Commodities exposure in institutional portfolios typically comes through futures, ETFs, or physical holdings (gold). Most private markets real asset funds focus on the first three categories rather than commodity trading.
Role in a Portfolio
Institutional investors allocate to real assets for three structural reasons:
Inflation linkage. Real asset revenues often adjust with inflation, whether through regulated rate increases (utilities), CPI-linked lease escalators (real estate), or commodity price exposure (natural resources). This makes real assets a natural hedge against inflation risk, which is particularly valuable for pension funds with nominal liabilities.
Diversification. Real assets exhibit low correlation to public equities and fixed income over full market cycles. Cambridge Associates data has shown that private real estate and infrastructure returns have historically provided diversification benefits relative to listed equity benchmarks.

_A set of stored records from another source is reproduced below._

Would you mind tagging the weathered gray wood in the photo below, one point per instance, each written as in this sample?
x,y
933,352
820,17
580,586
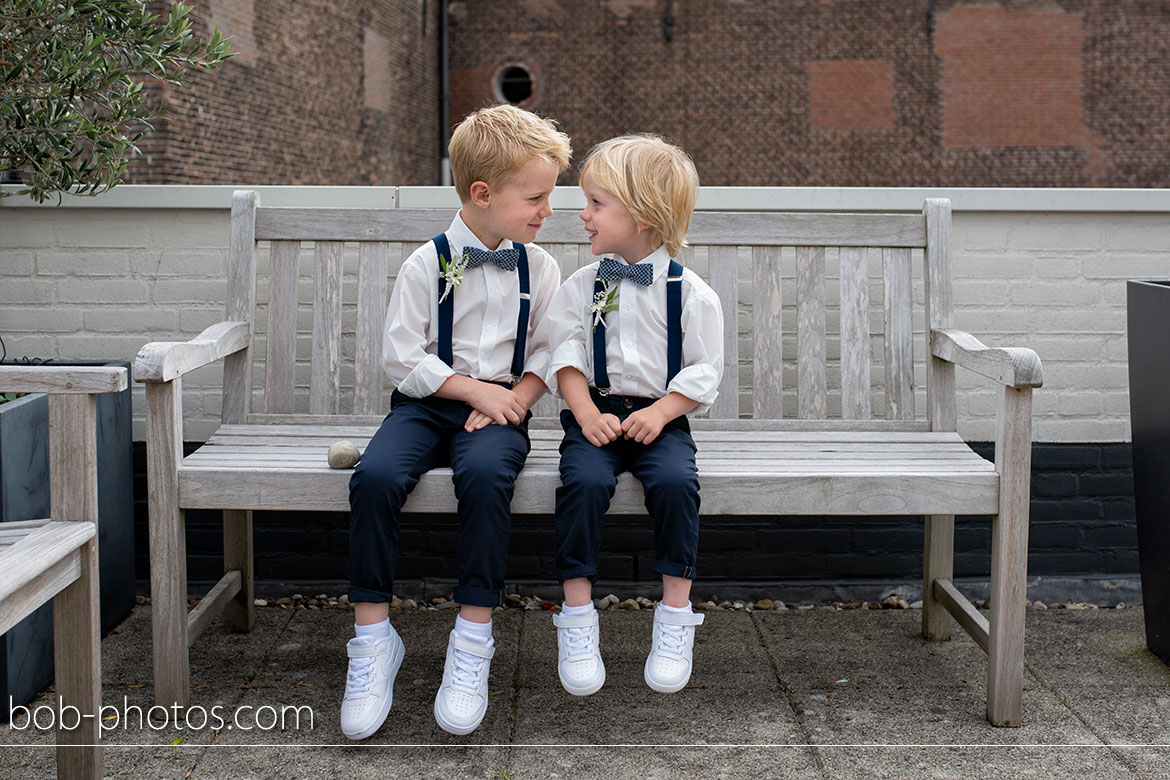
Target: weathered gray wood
x,y
241,303
160,361
937,564
212,604
947,595
280,356
38,565
77,668
766,466
239,613
372,285
73,457
167,544
899,335
1009,557
854,335
325,377
811,401
937,277
768,335
1012,366
406,225
724,281
62,379
720,228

Stable income. Many real asset strategies produce predictable cash distributions. A core real estate fund distributing 4-6% annually or an infrastructure fund yielding 5-8% provides income that LPs can match against liabilities or reinvest.
Allocation Sizing
Large institutional investors typically allocate 15-25% of their total portfolio to real assets, though the exact figure varies by institution type and liability profile. Sovereign wealth funds and large pension plans (CPP Investments, GIC, APG) tend to be at the higher end. Endowments and foundations, which have perpetual time horizons but different liquidity needs, often allocate 10-20%.
The allocation is usually subdivided: real estate gets the largest share, followed by infrastructure, with natural resources as a smaller sleeve. The growth of digital infrastructure and energy transition themes has shifted some capital from traditional real estate toward infrastructure in recent years.
Fundraising Implications
For GPs raising real asset funds, the key advantage is that LPs already have a dedicated allocation bucket. You are not competing with buyout or venture for capital; you are competing within the real assets sleeve. The challenge is differentiation. Real assets is a mature market with large incumbents like Brookfield, Blackstone, and Macquarie. Emerging managers succeed by offering niche geographic exposure, sector specialization, or an operational edge that generalist platforms cannot replicate.

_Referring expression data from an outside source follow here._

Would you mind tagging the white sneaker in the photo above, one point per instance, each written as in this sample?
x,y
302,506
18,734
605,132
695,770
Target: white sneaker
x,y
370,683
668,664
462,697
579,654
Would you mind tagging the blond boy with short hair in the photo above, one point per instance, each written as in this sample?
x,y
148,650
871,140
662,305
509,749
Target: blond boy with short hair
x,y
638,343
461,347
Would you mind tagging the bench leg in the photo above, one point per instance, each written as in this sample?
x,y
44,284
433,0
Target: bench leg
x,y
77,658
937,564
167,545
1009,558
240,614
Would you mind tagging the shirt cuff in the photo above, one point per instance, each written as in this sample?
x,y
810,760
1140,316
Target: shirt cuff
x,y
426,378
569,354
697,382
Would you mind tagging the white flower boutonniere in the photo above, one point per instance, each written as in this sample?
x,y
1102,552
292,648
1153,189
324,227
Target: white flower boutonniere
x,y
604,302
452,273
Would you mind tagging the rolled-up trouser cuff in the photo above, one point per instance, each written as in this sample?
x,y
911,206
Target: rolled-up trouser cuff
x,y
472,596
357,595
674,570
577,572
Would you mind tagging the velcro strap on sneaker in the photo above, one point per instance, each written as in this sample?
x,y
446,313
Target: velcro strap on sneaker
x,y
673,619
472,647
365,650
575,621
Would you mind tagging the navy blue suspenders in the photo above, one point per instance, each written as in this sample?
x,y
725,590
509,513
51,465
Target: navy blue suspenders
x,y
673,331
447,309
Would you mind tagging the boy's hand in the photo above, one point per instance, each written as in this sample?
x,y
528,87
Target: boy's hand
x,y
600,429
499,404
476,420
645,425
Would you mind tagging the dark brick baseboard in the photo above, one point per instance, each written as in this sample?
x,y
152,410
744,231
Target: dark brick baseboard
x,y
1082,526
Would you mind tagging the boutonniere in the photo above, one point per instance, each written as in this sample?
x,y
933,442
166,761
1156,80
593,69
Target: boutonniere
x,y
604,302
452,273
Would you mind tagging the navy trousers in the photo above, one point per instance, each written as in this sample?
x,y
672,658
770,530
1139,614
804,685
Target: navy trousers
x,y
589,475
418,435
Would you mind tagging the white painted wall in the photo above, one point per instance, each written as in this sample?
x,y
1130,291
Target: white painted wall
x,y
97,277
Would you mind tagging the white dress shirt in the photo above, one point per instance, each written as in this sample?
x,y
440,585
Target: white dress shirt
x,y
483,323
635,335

During due diligence, LPs will scrutinize asset-level underwriting more closely than in buyout. Each asset has physical characteristics, regulatory context, and location-specific risk that must be individually assessed. The GP commitment also matters: LPs want to see the manager’s capital alongside theirs in long-duration, illiquid assets.
Frequently Asked Questions
What is the difference between real assets and real estate?
Real estate is a subset of real assets. Real assets is the broader category that includes real estate, infrastructure, natural resources (timber, farmland, mining), and commodities. Institutional investors use 'real assets' as an umbrella allocation that may house several sub-strategies under one portfolio sleeve.
Why do institutional investors allocate to real assets?
The three primary reasons are inflation protection (real asset revenues often have direct or indirect inflation linkage), diversification (low correlation to public equities and fixed income), and stable income (long-duration cash flows from leases, concessions, or resource extraction). Large pension funds like CPP Investments and GIC typically allocate 15-25% of their total portfolio to real assets.
How are real asset funds typically structured?
Real asset funds are structured as closed-end limited partnerships for value-add and opportunistic strategies, or as open-ended vehicles for core strategies. Fund terms tend to be longer than traditional buyout funds, often 10-15 years. Some natural resource strategies use royalty or streaming structures rather than direct equity ownership.